When your applicant appears before your assembly, say of one hundred disciples, and has satisfied them all, they lift up their hands or otherwise express their approbation of his experience, and their consent to his naturalization. Now admit that his profession were sincere, that he felt all that he described, still he may not be a disciple in truth. He may, indeed, have been in doubts himself whether his experience were genuine. But in your judgment he has some confidence, or he would not sincerely appear before you. He has then, in your decision, the concurrence of one hundred persons approving his experience as genuine. This emboldens him. He now feels himself somewhat assured that he is a true convert, for a hundred converts have approbated his experience and stamped it as genuine as their own. He may be deceived. And you must admit it, or else contend that all such approbated ones, who speak what they have felt, are genuine disciples. I argue that there is, on your plan, a possibility of deceiving or of confirming an applicant in self deception. On the apostolic plan no such possibility exists. For admitting in this case, as in the former, that he sincerely believes what he professes, then he is a true disciple. And they who receive him on this ground, only express their approbation of the faith he has professed.

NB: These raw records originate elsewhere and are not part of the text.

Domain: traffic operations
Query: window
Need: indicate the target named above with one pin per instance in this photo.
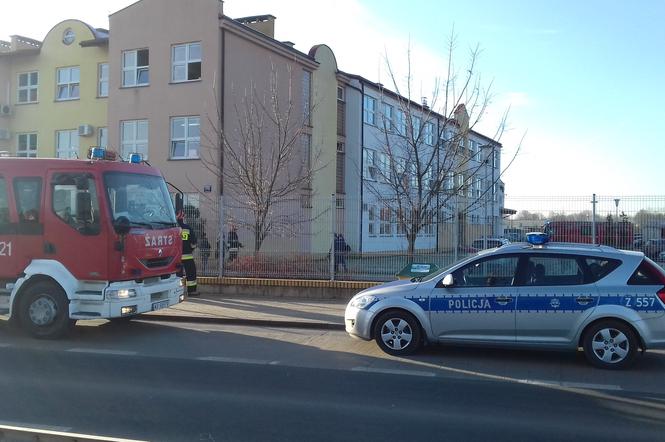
(28, 83)
(186, 62)
(75, 201)
(401, 122)
(27, 192)
(27, 145)
(68, 83)
(385, 227)
(553, 270)
(103, 86)
(4, 207)
(135, 68)
(67, 144)
(103, 137)
(388, 116)
(488, 272)
(369, 115)
(429, 133)
(134, 137)
(185, 137)
(307, 96)
(371, 221)
(340, 93)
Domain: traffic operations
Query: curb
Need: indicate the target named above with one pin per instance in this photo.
(237, 321)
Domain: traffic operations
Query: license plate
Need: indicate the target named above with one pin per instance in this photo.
(160, 305)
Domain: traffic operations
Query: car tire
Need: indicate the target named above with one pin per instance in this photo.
(44, 311)
(610, 345)
(397, 333)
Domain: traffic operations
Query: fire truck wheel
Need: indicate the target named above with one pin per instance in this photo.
(44, 311)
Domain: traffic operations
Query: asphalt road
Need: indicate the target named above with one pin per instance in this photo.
(179, 382)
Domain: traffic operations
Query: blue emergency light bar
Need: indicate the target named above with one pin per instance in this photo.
(135, 158)
(537, 238)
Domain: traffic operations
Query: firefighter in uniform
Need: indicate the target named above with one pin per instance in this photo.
(188, 245)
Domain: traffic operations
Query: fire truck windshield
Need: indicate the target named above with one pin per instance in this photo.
(142, 199)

They assure him, by their concurrence, that believing what he professes, he is a disciple.--This, then, fixes his attention upon the truth professed. In the one case the faith he has professed is only attested by the brethren as of paramount importance, which is so in fact; and in attesting which, there is no possibility of deceiving, whether his profession be feigned or sincere. In the other case his experience is attested by the brethren, as of paramount importance, which it may not be in fact; and in attesting which, there is a possibility of deceiving, whether his profession be sincere or feigned.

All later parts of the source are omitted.